As we enter the summer season, many parents are wondering how to keep their kids busy without always being glued to screens indoors. One way to get them outside is to start a family garden.
Written by: Sandi Schwartz
Growing fruits and vegetables together as a family can be a fun, engaging, and calming activity. In addition to the general physical and mental health benefits of being outside in nature, gardening offers a healthy distraction, provides a chance for some light exercise, encourages children to eat healthier, and builds community. There are also some incredible new discoveries about how soil can help improve mood. “Spending time in nature doing activities like gardening helps reduce stress and allows us to recover from tense situations more quickly,” explains Sandi Schwartz, author of Finding Ecohappiness: Fun Nature Activities to Help Your Kids Feel Happier and Calmer (Quill Driver Book/Linden Publishing). She adds, “It is special when we can pick fruits and vegetables grown in our own backyard and savor them at our dinner table. We have dabbled in growing our own tomatoes and peppers, which the children absolutely love doing. It’s a wonderful experience for them to pick the produce and play a role in creating a healthy meal for our family that incorporates the food we grew ourselves.” Schwartz’s book highlights five reasons why gardening can help children feel happier and calmer:
Healthy Distraction. Engaging with a garden helps children feel more mindful and get lost in the moment, distracting them from their worries. One study showed that after 30 minutes of gardening, participants’ stress hormone levels dropped, and they felt happier after the activity.

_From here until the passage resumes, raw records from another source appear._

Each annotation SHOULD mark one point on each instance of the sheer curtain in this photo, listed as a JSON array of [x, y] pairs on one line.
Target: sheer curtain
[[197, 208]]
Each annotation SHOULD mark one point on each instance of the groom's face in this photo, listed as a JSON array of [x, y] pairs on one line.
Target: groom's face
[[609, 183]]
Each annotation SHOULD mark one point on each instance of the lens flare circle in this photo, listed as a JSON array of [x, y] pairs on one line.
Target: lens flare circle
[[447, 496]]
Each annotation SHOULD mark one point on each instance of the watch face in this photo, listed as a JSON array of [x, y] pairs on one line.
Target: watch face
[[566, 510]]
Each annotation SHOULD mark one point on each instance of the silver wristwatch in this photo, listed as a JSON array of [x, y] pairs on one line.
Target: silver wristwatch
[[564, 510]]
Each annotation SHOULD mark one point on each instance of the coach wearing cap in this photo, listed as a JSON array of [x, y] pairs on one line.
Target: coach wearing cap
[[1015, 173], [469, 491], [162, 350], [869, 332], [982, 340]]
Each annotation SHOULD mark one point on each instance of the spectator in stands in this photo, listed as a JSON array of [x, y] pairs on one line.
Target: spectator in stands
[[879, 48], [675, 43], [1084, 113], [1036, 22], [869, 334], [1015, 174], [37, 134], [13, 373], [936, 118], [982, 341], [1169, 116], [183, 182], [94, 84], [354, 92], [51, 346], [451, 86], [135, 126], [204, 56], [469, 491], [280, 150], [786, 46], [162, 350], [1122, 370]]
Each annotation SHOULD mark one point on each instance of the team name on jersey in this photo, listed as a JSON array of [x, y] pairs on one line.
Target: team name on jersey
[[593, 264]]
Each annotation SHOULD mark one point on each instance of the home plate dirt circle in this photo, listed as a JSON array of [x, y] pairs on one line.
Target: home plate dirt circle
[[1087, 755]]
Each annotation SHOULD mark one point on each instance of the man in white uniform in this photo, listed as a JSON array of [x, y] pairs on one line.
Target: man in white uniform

Exercise. Gardening also provides some light exercise from digging, lifting, carrying, and bending up and down. Exercise helps kids feel better as a result of their body producing endorphins, chemicals in the brain that act as natural painkillers. Exercise also reduces the level of stress hormones in the body like adrenaline and cortisol, helping kids feel calmer.
Eat Healthier. Gardening can motivate kids to eat healthier foods that make them feel better. When kids are invested in growing their own fruits and vegetables, they feel more connected and want to enjoy the “fruit of their labor.” By encouraging them to eat healthier through gardening, they will hopefully choose foods that nourish them instead of junk foods filled with sugar. It’s important for children to eat less sugar for numerous health reasons, but also for their mental health. Sugary foods can increase anxiety and even cause kids to feel gloomy.
Builds Community. Whether it is family bonding in the garden, sharing produce and gardening stories with friends and neighbors, or volunteering in a community garden, that social interaction also plays a major role in boosting kids’ well-being. Experts explain that the most important way to feel happier is through positive relationships, so gardening can provide a vehicle for children to connect with others over a healthy hobby.
Soil. Recent research has found that the simple act of touching soil can reduce stress and improve mood. This is because a bacteria in soil called mycobacterium vaccae has been shown to stimulate areas of the brain that produce serotonin, a hormone that makes us feel better. It thrives in soil that is enriched with organic matter like fruits and vegetables. Researchers have found that eating trace amounts of soil on garden vegetables helps people manage stress and enhance brain function.
Sandi recommends the following steps to add gardening to your children’s lives:
• Start a family garden in your backyard.
• If you do not have the space for a garden, consider starting slow by growing a few herbs on your windowsill or one vegetable at a time in a large flowerpot.
• Engage your children by buying them their own gardening tools, asking them to pick out the types of produce they want to grow, and using the produce you grow to cook meals together.
• Look for opportunities to volunteer in a local community garden.
• Register your children for a gardening club or start your own in your community.